Lisa Hinks, project co-ordinator at Nechi, said that this event, the first ever on the topic for the institute, was interesting and informative.
"I think that it went really well and I think that people did benefit from the information and the stories that were shared. We had people ask us questions, especially after the whole event was over. They told me that they were trying to quit and [asked] what are some of the things that they could do to help them stop aside from what they heard and everything. It was interesting."
Elder Emil Durocher spoke about the traditional use of tobacco in the Aboriginal community. He said that people seem to think that smoking and traditional ceremonies are the same thing, but stressed that they are not.
"In the mid-1900s, Elders did not smoke the tobacco. When they did their ceremonies, they would put the tobacco on the ground. This was how the tobacco was used. It was only in the past 50 years that tobacco has been really abused. The tobacco that we use now is not the tobacco that the Elders used then. The tobacco they use now is toxic. They put so many ingredients in the cigarettes today, it is not the sacred tobacco that we used to use," he said.
People are not supposed to smoke every day, said Derocher.
"Actually, in the Native tradition, we are not supposed to take in anything that is harmful to our bodies. If we want to be a clean person, we have to start to clean our bodies and our mind so that our spirit can be as clean as the Creator wants it to be. Our bodies were given to us by the Creator so that we could honor our bodies in this lifetime and that we won't harm ourselves in any way so that we could give our bodies back to the Creator the same way, as clean as they were in the beginning. I think that smoking does a lot of harm," he said.
"Quitting smoking is actually a good thing, because it was never meant for us to smoke the kinds of cigarettes today.
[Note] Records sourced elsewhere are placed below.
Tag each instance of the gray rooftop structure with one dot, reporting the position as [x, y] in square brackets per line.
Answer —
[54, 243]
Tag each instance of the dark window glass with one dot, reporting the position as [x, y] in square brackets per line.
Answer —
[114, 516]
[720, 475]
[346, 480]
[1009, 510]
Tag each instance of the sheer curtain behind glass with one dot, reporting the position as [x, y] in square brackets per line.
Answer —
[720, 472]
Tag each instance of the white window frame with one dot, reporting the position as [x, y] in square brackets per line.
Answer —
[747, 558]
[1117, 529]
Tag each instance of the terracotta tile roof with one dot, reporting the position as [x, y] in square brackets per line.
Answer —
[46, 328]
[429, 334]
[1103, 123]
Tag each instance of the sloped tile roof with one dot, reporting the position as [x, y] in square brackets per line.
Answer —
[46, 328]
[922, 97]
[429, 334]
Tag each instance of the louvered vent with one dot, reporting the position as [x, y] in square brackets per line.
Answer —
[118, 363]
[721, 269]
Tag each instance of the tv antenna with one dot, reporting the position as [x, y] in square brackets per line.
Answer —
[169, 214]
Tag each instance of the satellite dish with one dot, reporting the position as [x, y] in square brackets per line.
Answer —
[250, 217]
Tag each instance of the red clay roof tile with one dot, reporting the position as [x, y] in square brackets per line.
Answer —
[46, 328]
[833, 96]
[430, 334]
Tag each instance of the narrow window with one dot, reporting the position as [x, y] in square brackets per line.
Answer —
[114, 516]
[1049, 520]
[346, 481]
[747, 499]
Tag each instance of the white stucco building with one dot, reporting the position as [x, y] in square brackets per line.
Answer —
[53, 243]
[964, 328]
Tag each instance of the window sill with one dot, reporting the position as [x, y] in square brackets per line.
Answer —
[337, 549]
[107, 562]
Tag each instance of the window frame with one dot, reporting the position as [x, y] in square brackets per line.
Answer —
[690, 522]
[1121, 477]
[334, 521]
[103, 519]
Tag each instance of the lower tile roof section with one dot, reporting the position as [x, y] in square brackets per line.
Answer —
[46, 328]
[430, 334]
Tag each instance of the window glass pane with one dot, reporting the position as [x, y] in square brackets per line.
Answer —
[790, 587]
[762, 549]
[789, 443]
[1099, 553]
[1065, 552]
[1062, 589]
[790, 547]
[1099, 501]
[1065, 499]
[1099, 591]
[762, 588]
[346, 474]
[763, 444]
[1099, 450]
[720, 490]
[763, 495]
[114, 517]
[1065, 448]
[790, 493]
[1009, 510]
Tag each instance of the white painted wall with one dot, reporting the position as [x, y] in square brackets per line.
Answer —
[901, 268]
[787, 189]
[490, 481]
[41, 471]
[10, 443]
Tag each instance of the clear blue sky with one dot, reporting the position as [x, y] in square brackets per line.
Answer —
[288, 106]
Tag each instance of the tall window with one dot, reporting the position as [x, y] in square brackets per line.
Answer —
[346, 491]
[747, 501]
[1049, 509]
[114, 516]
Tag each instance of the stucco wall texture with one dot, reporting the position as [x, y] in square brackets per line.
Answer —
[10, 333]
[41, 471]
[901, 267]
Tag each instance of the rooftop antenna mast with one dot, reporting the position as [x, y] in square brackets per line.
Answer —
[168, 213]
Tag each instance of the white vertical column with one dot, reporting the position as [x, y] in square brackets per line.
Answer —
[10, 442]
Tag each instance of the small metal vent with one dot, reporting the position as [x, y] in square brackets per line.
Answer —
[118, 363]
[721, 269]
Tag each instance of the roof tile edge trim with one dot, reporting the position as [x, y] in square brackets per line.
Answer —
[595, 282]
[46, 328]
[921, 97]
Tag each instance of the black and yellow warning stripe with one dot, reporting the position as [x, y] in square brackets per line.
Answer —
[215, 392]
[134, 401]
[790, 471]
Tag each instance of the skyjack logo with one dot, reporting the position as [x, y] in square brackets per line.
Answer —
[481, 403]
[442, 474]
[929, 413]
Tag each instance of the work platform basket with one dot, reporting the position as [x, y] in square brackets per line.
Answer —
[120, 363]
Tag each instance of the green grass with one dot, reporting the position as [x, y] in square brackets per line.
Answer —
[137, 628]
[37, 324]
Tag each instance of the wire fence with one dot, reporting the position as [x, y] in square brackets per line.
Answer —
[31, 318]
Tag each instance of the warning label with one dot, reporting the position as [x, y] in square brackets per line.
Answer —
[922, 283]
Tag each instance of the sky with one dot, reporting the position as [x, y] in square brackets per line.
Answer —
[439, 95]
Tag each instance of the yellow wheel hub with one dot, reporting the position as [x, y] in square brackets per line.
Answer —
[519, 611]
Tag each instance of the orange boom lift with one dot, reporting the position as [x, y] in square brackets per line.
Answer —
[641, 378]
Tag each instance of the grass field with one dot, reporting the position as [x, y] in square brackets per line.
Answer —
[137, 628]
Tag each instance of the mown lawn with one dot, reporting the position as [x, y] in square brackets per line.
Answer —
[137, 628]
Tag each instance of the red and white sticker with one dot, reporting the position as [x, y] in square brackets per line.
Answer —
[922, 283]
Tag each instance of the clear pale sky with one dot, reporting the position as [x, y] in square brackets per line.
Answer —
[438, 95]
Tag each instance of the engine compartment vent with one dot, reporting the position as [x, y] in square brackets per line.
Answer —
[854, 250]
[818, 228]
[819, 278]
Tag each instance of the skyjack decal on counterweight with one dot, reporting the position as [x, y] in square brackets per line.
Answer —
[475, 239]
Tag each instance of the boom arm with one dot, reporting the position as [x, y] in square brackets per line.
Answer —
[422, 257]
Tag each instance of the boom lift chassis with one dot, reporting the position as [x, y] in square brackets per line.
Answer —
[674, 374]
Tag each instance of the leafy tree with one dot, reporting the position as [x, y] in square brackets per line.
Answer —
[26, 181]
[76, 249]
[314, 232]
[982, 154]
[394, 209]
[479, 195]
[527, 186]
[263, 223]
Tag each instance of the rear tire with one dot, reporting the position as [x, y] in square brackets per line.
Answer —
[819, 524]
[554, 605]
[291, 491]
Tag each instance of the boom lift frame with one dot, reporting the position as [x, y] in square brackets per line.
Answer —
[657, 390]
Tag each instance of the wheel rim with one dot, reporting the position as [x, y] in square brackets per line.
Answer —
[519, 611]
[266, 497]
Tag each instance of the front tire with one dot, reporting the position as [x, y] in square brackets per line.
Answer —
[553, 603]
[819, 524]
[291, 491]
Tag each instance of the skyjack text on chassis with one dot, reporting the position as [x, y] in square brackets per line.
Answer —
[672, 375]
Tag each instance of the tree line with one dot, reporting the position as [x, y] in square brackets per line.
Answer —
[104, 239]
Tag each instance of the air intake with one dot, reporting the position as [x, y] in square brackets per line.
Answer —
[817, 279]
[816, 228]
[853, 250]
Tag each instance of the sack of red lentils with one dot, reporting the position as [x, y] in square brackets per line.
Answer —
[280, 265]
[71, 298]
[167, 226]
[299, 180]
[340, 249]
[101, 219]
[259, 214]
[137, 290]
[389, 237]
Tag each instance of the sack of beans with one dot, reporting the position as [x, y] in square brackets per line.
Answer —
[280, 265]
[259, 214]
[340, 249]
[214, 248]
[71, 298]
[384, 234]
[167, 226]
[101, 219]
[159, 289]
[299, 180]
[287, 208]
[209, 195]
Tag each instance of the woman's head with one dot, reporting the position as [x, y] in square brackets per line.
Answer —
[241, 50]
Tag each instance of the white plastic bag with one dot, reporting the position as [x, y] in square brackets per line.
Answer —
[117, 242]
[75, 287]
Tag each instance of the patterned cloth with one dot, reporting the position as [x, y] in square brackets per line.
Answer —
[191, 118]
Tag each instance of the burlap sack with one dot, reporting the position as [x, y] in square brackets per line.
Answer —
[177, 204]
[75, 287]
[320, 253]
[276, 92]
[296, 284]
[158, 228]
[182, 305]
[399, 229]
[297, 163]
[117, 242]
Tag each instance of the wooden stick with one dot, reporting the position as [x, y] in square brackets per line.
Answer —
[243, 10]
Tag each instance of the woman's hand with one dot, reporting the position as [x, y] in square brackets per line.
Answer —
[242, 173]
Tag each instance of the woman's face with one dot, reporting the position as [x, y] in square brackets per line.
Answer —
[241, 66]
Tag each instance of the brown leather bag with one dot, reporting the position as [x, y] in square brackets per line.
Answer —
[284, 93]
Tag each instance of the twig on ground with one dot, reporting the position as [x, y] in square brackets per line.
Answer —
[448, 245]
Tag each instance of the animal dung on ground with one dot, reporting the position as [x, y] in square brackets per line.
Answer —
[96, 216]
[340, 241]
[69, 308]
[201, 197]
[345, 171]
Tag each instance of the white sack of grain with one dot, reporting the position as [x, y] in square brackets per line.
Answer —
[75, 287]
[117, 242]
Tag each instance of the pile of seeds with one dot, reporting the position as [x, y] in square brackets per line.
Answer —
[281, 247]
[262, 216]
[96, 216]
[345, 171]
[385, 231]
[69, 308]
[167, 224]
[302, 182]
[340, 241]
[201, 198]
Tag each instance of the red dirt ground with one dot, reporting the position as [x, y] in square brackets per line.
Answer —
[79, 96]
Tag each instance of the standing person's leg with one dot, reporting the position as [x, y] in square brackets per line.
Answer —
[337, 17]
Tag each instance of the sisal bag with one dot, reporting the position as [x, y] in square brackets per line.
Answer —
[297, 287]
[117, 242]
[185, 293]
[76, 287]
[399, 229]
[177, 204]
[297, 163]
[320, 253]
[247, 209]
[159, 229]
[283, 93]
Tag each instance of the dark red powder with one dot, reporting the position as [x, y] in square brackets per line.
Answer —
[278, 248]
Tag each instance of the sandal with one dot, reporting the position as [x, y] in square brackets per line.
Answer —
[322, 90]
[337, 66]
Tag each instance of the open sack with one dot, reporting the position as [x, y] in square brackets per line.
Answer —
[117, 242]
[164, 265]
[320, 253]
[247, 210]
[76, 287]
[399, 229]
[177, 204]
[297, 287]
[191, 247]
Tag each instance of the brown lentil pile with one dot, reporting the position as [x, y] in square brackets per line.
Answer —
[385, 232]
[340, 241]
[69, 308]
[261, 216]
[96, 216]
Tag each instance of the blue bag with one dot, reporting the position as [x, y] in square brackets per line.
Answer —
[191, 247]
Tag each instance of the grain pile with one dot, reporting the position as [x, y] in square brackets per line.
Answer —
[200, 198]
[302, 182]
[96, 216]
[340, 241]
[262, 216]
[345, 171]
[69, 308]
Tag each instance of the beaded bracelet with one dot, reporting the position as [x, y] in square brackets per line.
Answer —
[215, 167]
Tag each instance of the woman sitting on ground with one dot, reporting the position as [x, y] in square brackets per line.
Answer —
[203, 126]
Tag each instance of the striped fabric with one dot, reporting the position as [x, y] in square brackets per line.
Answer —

I think there is going to have to be a lot of restructuring around the use of tobacco, the way it is used in ceremonial purposes," he said.
Russell Auger performed a traditional tobacco ceremony in which the audience was asked to participate. Each member was given a small amount of tobacco to place over his or her heart while bowing his or her head in prayer. Auger said that at one time Aboriginal people used tobacco in this way.